Winding arbors don't look that worn so maybe its just had a hard time at some point and not worn to badly. Always good to think positive. :)

Good luck, Willie X


Apr 6, 2004
Mesquite, TX
If the click has failed, in all probability the spring has just come unhooked from the tang in the arbor. With a tightly closed loop the spring is secured to the arbor and a tang that ushers it into a tight coil when properly secured. You can go ahead and dismantle it now. No danger at this point altho without a winder, assembly will be difficult with an unwound spring. You need first, a winder and a letdown tool. The hour wheel can easily be straightened. No problem there. From what I read tho you MAY have a cracked pinion or related problem that drives the minute hand.
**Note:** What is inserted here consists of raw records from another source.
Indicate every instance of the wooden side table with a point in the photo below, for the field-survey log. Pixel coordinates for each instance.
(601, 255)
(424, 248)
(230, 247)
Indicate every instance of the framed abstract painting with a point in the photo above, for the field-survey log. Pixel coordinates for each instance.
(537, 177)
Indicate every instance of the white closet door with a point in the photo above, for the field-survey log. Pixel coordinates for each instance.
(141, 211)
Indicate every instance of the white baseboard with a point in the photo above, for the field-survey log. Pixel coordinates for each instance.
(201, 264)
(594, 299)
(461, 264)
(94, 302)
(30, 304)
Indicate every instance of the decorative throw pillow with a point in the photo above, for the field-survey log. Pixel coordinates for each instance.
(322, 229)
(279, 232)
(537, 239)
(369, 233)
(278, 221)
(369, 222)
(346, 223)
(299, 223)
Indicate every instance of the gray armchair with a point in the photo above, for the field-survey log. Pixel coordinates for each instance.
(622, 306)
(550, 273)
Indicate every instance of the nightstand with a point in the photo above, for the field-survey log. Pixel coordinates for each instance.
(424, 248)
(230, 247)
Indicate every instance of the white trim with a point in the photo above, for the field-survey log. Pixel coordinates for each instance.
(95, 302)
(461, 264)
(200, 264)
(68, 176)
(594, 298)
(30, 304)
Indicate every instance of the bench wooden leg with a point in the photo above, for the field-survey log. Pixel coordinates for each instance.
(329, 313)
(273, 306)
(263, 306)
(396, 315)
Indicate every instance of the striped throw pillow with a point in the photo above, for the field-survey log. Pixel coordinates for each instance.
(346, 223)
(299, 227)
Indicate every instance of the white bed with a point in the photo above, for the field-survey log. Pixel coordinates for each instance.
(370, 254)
Does the minute hand offer any resistance to being moved?


NAWCC Member
Jun 24, 2008
Pineville, La. (central La.)
Nomad, you actually have a pretty good movement for beginning to learn. First, you must take many photos at every angle and all sides of the movement. You can disassemble it as it is if you secure the mainspring with something like a piece of flexible wire. Just wrap it around the spring and twist the ends until tight. Then when you disassemble it, the spring will not release. Watch closely and take photos as you remove each wheel and mark each one with numbers from largest to smallest (largest #1). Then you must clean each wheel and both plates. Once you get to this point, let us help you with the next steps.

Well you guys beat me to it, but maybe all will help.